Depyrogenation Oven & Heat Tunnel Validation
Depyrogenation Oven & Heat Tunnel Qualification – Performed by Ellab
Ellab performs qualification and/or validation of depyrogenation ovens & Tunnels throughout North America for our clients.
Qualification and/or validation performed by Ellab will typically include:
- Ellab generation of qualification protocol or utilization of client’s protocol
- Execution of qualification protocol
- Installation Qualification (IQ)
- Operational Qualification (OQ)
- Heat Distribution studies: The unit will be mapped empty with temperature sensors placed throughout the oven to measure uniformity, stability, and repeatability.
- Performance Qualification (PQ)
- Heat penetration studies: Load temperature mapping, which may include endotoxin challenge studies with inoculated samples.
- Utilization of Ellab’s validation equipment
- Thermocouple based
- E-Val Pro
- Ellab validation thermocouples
- Kapton coated Ultra-Premium Type T thermocouples
- E-Val Pro
- Data Logger Based
- Tracksense® Pro
- Semi Flex sensors leveraged with thermal barriers may be utilized
- Tracksense® Pro
- Thermocouple based
- Report completion and Summary Report
Depyrogenation Oven Overview
A depyrogenation oven and tunnels use dry heat for the removal of pyrogens from various heat-resistant pharmaceutical products and process equipment, most commonly glass vials used for aseptic filling.
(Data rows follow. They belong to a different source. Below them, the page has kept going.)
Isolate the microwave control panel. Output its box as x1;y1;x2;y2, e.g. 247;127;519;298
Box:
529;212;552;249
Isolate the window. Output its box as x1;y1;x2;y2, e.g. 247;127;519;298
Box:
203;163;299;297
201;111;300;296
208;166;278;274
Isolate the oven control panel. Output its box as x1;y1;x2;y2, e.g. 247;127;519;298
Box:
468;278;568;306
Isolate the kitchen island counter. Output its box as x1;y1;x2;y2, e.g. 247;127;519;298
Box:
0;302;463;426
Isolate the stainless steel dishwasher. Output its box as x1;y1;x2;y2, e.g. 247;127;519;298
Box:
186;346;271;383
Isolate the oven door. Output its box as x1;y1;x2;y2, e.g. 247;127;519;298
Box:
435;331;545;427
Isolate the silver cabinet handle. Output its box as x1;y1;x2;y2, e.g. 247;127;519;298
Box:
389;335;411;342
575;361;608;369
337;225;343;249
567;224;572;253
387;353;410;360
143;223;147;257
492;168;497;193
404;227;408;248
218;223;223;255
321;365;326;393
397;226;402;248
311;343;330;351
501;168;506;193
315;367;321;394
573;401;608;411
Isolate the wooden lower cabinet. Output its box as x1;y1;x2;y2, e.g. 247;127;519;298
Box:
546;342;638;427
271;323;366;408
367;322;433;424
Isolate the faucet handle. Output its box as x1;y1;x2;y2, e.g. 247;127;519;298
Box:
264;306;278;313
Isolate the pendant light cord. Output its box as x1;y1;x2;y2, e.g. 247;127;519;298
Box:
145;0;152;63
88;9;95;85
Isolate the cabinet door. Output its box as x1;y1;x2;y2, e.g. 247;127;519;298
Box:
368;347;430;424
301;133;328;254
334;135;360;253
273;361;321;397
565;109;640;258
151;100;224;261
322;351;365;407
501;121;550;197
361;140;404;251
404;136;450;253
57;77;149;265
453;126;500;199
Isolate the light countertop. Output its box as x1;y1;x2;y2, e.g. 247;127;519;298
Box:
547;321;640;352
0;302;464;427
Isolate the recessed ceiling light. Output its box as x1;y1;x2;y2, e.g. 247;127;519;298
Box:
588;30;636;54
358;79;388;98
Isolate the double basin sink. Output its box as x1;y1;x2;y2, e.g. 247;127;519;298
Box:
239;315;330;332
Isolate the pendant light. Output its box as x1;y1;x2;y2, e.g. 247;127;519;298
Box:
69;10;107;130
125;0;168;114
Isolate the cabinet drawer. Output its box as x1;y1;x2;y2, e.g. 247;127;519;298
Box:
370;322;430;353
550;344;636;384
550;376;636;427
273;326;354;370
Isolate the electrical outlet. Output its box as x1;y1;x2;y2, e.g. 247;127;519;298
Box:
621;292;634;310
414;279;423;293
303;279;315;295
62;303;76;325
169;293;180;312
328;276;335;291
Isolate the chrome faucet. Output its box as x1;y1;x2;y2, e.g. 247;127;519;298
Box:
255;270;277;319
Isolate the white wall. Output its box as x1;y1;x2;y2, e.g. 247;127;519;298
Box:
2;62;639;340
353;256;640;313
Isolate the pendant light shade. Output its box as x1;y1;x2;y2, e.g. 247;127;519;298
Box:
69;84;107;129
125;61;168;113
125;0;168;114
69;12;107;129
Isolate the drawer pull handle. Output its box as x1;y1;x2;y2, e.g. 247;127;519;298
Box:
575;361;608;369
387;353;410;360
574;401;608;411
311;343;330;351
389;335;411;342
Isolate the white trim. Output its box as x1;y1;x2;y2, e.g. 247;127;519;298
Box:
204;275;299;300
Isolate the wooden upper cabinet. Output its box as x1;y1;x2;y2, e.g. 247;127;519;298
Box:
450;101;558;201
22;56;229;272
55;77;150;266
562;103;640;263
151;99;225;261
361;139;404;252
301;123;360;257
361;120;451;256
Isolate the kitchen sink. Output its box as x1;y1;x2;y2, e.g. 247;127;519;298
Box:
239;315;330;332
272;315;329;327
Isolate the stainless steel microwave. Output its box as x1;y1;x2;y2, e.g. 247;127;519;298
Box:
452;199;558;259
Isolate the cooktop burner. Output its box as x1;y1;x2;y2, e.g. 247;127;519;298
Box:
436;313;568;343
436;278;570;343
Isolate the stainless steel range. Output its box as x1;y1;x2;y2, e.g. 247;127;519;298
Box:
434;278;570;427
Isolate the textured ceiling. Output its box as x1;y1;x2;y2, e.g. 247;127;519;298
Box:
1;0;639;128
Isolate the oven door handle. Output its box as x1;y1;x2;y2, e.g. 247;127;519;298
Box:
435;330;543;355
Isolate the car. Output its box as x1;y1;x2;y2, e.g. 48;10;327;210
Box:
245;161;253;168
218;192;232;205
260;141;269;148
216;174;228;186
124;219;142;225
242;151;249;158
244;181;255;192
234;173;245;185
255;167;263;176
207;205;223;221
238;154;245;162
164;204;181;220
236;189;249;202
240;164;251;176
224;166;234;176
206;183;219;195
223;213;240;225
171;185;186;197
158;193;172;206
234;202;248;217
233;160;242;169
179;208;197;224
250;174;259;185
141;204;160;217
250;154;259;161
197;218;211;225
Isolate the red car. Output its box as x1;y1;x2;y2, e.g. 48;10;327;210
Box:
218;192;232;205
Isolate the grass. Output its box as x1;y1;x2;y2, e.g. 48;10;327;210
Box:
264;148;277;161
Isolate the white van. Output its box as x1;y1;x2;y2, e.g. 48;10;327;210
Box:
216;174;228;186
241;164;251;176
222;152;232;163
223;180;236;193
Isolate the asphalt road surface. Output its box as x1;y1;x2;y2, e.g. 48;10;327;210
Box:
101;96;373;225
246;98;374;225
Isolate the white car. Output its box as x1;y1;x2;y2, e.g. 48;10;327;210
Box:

Pyrogens are thermally stable and are not removed though common sterilization processes, such as autoclaving, but extended exposure to elevated temperatures will remove them. For example, a thirty-minute exposure at 250°C will cause a 3 log reduction in the pyrogen count. Temperatures typically range from 160°C to 400°C, but can vary depending on the length of exposure and thermal stability of the product.
Batch processes can be performed in an oven, where product is placed in the chamber for a cycle and removed. Ovens should have an air pressure differential controlled to prevent flow from the dirty to clean sides of the unit. Additionally, door interlocks should be used for both safety and to prevent flow between clean and dirty process areas.
Continuous processes can be performed in a depyrogenation tunnel, where product is conveyed through different temperature zones while being transported from one area to another. There are typically three zones: preheat zone, heat zone, and cooling zone. Conveyor speed is a critical parameter, as this is the means of control for warm-up, exposure and cool down times. Multiple temperature profiles and conveyor speeds may be qualified and used for different load items. As with the ovens, air differentials should be used to create sterile boundaries and prevent cross contamination between sections of the oven and process areas.
The qualification of a depyrogenation oven or tunnel requires validation sensors that can withstand exposure to extremely high temperatures. Ellab offers several solutions that are recommended for this application:
- Thermal Barriers, which are available in five sizes and offer protection for the sensors and loggers from temperatures ranging from 200°C to 400°C.
- TrackSense™ Pro High Temperature Sensors, offering accuracy of ±0.5°C over the range of 0°C to 400°C.
- E-Val™ Pro with high-temperature STC-KT thermocouples, with an accuracy of <0.5°C over the range of 0°C to 260°C, with a short-term exposure limit up to 350°C.
For applications with specific size restraints, Ellab also offers custom mineral-insulated semi-flexible metal sensors that can be cut in various lengths. The customization allows for the sensors to be used in any size vial or packaging that may otherwise pose spacing challenges.
The qualification of a temperature profile requires both distribution and penetration temperature mapping, allowing for the verification of both an even temperature distribution throughout the chamber and adequate heat penetration for required lethality collection. Additionally, it is imperative that sensors are located in the hardest-to-heat location within each load item and, if applicable, the hardest-to-heat load item is placed in the hardest-to-heat location within the chamber. The hardest-to-heat locations are determined by the location with the lowest lethality value (FH) during the empty chamber mapping, and the item with the lowest lethality during item temperature mapping.
As the depyrogenation process is driven by heat transfer between dry air and the product, it is crucial that sensor placement does not impede the flow of air around and through the product to be sterilized. Semi-flexible metal temperature sensors allow for some freedom in logger placement while maintaining the placement of the sensor, to ensure that the hardest-to-heat location temperature is captured in the study data.
Ellab offers an extensive catalog of validation equipment that is designed for the qualification of dry-heat sterilizers, and our validation staff are well experienced in writing and executing the necessary validation documentation for your depyrogenation oven or tunnel qualification.
Standards and Guidelines
- PDA Technical Report no. 3 – Offers guidance and industry practices for pharmaceutical manufactures in their approach to the validation of dry-heat sterilization processes. Also provides various aspects of validation using biological and endotoxin indicators.
- ISO 20857:2010 – Specifies requirements for developing and validating dry-heat sterilization and depyrogenation processes.